How to Protect WordPress From a Brute Force Attack

24 hours ago I started receiving a Brute Force Attack on one of the WordPress sites I have. The site was somewhat protected but that protection wasn’t as well tuned as I would have liked. I’ll share what I did to improve it so you can take action and protect your site in a better way.

The main defense I use against most attacks is the iThemes Security plugin, the free version. This awesome tool offers many ways to detect attacks and protect your site from hackers and automated malicious robots, but it isn’t enough to just install it and leave it with the default settings.

How to detect a Brute Force Attack

The way I noticed I was getting attacked was that I started receiving several and frequent emails from this plugin notifying me that all of the users of the site were being locked out of the administration panel, meaning that they were supposedly trying to log in and repeatedly failing because of a wrong password.

These real users where not actually trying to access the site at that time so this only meant an automated robot was repeatedly trying to break into the admin panel by trying several different passwords using the real usernames from different IPs in Russia.
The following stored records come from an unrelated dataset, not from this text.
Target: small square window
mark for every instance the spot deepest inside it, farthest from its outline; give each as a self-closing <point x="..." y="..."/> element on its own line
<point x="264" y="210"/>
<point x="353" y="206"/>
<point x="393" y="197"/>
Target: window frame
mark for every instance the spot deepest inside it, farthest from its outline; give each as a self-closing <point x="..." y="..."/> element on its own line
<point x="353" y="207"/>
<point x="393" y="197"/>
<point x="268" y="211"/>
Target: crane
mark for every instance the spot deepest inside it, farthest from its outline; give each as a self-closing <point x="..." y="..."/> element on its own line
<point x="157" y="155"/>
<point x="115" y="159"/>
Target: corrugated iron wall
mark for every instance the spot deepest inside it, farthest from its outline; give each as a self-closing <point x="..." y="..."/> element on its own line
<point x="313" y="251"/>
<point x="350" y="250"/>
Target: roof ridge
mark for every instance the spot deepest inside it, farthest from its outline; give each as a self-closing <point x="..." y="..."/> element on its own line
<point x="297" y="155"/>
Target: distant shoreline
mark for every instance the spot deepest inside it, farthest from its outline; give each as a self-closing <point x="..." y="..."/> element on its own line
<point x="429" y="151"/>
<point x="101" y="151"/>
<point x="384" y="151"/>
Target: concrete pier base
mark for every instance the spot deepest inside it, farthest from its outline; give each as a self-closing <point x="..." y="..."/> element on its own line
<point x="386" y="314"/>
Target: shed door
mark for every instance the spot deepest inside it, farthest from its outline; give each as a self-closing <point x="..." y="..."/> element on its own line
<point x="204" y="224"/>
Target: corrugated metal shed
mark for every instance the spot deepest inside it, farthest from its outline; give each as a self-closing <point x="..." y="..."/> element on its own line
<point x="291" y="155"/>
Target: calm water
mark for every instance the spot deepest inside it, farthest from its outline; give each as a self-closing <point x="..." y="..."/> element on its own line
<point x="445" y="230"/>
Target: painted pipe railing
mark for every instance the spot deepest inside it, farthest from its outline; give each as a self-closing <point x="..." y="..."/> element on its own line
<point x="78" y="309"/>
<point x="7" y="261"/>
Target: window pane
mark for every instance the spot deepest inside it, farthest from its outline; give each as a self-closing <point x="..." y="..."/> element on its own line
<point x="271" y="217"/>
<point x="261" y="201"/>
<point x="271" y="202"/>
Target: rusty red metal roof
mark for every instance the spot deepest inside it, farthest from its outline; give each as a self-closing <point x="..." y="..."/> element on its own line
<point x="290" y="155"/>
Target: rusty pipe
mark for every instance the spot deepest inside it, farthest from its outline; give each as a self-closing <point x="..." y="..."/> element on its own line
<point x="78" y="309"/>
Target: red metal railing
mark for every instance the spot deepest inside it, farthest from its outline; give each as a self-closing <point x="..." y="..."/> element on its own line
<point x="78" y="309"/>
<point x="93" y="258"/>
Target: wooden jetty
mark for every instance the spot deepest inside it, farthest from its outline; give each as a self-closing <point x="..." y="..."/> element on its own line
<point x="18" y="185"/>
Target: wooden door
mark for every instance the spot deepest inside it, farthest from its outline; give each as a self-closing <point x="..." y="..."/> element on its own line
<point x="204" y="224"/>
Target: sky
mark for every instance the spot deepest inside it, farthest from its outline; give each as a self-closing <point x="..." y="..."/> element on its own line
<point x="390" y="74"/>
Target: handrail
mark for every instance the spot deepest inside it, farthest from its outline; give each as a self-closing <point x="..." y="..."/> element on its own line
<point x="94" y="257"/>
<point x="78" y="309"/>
How to protect your site from a Brute Force Attack

  1. Remove or rename the “admin” user

    The default administrator user for every WordPress installation is “admin”, this means everyone already has the username for the most important user in your site. It’s very important that you create a new user with another name, give him the administrator role and then delete the “admin” user.

  2. Hide the login page

    There’s another WordPress default option that makes it a bit insecure: its user login page. It’s always http://yoursite.com/wp-admin/index.php or http://yoursite.com/wp-login.php. If you change this URL, you’ll make it a lot harder for automated robots to find your login site and start their Brute Force Attack. iThemes Security provides an easy option to do this without any coding.

  3. Limit login attempts

    There’s another very useful setting with almost any security plugin and that is limiting the login attempts per user and per host. Use a number smaller than 10 for both these options and you’ll make it harder for hackers.

  4. Set a strong password

    This is probably the most obvious advice but actually few administrators take it into account. Use uppercase letters, numbers and symbols always. By doing this, the time they will take to guess your password can go up to many many years even with the fastest computer.

  5. Add your own IP to a whitelist

    After implementing these security measures, the last thing you want to do it to lock yourself out of your own site. To prevent this, most plugins allow you to add your IP to a whitelist, so you’ll always be able to login without any problems.

  6. Enable a blacklist

    With so many hackers and machines dedicated only to attack other sites, there are a lot of known malicious IPs and hosts. iThemes Security allows you to enable a blacklist option that will automatically ban these IPs and hosts to access your site. This is a very good start but you can also enter IPs manually if need it.

You can never be 100% free of online attacks but with these simple and free security measures you’ll protect your site from the vast majority of Brute Force Attacks.